Penso em escolhas que fiz e nas que ainda pretendo fazer. Nas escolhas certas, nas escolhas erradas...
Pretendo não será a palavra correcta uma vez que nunca gostei de tomar decisões. Se eu escolher a peça de roupa branca quem me garante que não será a preta que me irá fazer feliz? Ninguém. Pois ninguém tem o dom de prever o futuro e descortinar o poder de uma escolha.
A incerteza de uma escolha tranforma-se na ansiedade de uma decisão adiada..
Uma amiga hoje disse-me que há uns anos atrás me "viu". Eu já nem me recordava desse momento. Foi um momento de escolhas. Uma conversa reveladora que ficou marcada na sua memória. Tens-me ajudado muito. A pergunta dos 70 anos talvez tenha sido decisiva.

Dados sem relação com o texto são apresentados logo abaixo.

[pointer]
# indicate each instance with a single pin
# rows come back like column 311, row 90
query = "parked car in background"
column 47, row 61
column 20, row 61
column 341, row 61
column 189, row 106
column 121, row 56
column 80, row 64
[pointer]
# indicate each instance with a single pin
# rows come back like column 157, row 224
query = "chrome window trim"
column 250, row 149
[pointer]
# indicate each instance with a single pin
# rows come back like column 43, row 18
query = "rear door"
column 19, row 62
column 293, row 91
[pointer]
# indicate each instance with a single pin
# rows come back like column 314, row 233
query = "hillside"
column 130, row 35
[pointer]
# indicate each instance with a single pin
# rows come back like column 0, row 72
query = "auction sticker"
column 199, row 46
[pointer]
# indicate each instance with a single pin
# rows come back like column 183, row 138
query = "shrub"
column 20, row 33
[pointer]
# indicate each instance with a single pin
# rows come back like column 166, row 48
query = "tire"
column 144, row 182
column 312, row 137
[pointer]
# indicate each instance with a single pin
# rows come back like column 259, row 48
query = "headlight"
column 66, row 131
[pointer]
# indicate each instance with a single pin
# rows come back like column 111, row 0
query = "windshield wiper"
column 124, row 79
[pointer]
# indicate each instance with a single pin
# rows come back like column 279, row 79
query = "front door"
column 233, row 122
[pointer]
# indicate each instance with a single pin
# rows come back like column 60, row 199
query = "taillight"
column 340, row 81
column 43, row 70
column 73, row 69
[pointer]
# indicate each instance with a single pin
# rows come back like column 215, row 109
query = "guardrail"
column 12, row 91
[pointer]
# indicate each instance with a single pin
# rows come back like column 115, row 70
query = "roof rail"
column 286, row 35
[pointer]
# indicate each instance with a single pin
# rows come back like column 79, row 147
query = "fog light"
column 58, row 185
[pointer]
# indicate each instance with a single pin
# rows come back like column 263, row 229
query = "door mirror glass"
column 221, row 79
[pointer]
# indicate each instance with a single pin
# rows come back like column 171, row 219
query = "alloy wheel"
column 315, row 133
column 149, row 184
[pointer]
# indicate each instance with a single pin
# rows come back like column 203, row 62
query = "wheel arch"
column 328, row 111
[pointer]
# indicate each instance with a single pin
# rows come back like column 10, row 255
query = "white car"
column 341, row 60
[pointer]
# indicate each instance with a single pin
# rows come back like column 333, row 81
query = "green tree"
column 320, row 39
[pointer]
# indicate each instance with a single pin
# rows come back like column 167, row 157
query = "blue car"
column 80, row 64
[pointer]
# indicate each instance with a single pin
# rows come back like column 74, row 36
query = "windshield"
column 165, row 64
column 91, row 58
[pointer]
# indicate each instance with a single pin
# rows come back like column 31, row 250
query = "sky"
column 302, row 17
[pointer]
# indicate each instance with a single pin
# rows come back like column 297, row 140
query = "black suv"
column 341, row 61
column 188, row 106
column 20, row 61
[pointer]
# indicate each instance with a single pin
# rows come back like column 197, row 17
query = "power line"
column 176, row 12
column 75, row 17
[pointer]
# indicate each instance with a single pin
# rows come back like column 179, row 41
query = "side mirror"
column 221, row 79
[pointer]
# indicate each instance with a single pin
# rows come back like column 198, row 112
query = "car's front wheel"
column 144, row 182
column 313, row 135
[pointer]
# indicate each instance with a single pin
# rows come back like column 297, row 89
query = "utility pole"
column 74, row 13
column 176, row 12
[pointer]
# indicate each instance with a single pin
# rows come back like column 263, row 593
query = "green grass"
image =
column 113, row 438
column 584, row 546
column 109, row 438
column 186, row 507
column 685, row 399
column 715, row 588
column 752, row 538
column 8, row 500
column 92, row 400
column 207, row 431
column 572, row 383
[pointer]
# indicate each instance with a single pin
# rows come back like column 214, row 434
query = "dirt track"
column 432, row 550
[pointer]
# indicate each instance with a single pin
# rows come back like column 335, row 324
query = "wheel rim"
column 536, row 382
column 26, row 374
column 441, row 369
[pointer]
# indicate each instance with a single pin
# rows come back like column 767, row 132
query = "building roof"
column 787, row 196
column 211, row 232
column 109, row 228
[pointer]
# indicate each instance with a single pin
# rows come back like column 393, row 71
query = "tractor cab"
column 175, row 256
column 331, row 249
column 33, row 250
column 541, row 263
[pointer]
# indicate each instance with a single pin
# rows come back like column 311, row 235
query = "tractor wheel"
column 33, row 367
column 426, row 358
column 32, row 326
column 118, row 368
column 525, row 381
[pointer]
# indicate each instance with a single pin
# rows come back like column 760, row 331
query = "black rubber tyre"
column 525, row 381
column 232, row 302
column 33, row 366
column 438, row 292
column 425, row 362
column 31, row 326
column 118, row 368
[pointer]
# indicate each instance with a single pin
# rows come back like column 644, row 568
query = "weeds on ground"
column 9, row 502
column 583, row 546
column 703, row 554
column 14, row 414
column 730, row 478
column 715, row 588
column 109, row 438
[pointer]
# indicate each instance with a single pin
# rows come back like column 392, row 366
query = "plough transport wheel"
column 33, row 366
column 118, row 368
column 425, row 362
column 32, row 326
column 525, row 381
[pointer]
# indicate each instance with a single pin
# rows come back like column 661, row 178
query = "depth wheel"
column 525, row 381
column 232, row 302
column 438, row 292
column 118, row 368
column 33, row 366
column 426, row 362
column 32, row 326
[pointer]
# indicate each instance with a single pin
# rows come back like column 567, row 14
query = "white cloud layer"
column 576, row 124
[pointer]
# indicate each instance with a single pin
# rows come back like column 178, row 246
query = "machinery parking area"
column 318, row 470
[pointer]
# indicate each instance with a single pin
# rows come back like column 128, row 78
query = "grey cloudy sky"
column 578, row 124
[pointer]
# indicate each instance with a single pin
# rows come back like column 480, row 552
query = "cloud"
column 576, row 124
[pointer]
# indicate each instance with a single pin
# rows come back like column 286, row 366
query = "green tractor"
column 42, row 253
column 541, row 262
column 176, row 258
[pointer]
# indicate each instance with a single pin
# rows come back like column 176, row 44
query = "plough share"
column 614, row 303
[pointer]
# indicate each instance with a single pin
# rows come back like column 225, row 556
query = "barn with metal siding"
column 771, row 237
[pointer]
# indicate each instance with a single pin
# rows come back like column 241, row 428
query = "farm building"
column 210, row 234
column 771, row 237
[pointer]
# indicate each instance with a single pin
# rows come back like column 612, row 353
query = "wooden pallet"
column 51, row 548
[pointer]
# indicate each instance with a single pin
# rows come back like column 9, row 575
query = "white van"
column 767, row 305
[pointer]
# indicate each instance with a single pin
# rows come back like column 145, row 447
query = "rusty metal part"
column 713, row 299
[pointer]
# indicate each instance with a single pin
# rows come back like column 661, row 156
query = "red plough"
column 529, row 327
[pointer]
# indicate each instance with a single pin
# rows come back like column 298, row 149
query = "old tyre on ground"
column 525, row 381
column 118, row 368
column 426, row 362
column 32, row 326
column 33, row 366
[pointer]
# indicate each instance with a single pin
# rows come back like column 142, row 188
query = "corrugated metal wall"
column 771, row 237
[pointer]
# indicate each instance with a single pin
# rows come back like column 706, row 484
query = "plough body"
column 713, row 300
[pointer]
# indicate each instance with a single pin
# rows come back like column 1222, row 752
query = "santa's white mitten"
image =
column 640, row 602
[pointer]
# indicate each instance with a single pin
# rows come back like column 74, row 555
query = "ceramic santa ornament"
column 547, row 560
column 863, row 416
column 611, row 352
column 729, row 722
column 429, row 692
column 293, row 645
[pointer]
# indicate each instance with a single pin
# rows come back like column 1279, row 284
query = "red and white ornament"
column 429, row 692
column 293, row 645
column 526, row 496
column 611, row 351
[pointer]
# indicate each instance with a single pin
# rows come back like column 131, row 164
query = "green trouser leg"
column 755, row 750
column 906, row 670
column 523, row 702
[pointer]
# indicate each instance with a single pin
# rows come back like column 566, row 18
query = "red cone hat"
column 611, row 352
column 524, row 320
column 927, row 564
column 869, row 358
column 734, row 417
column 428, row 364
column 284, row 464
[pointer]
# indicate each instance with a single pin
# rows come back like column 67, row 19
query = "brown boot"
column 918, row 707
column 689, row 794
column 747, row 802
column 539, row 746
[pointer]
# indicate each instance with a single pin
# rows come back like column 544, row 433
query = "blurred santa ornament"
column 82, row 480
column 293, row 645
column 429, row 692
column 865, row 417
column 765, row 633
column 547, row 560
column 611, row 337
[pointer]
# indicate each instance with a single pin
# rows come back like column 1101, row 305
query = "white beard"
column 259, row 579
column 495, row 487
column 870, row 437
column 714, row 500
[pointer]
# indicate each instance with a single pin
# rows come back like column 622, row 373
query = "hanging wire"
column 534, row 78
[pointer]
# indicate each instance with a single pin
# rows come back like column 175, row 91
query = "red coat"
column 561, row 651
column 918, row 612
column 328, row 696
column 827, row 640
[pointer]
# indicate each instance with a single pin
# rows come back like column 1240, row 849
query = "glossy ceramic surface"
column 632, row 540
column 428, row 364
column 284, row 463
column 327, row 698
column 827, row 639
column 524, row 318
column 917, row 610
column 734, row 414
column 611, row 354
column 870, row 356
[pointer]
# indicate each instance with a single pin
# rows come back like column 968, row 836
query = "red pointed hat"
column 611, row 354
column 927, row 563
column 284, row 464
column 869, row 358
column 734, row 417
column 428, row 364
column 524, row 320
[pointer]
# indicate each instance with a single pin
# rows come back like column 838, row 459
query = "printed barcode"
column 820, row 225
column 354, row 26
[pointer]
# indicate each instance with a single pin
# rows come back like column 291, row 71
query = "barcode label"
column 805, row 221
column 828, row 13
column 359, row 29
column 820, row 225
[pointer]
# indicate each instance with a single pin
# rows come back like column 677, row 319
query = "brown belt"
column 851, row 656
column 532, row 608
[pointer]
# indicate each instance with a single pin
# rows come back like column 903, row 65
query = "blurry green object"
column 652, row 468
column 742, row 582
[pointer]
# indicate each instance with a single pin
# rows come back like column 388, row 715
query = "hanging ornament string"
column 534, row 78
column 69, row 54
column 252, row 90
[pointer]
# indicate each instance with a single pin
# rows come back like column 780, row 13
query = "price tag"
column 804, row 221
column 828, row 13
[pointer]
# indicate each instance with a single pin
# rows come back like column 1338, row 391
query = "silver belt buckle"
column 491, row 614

"De um e outro lado do que sou,
da luz e da obscuridade,
do ouro e do pó,
ouço pedirem-me que escolha;
e deixe para trás a inquietação,
a dor,
um peso de não sei que ansiedade.
Mas levo comigo tudo
o que recuso. Sinto
colar-se-me às costas
um resto de noite;
e não sei voltar-me
para a frente, onde
amanhece."
E esta é a verdade...
Na vida escolhemos quem fica e vai... Os sentimentos que ficam e os que se perdem no tempo... Aceitar ou negar... Lutar ou desistir...
Temos a liberdade de escolher e a obrigação de encarar as inevitáveis consequências... E desta forma crecer!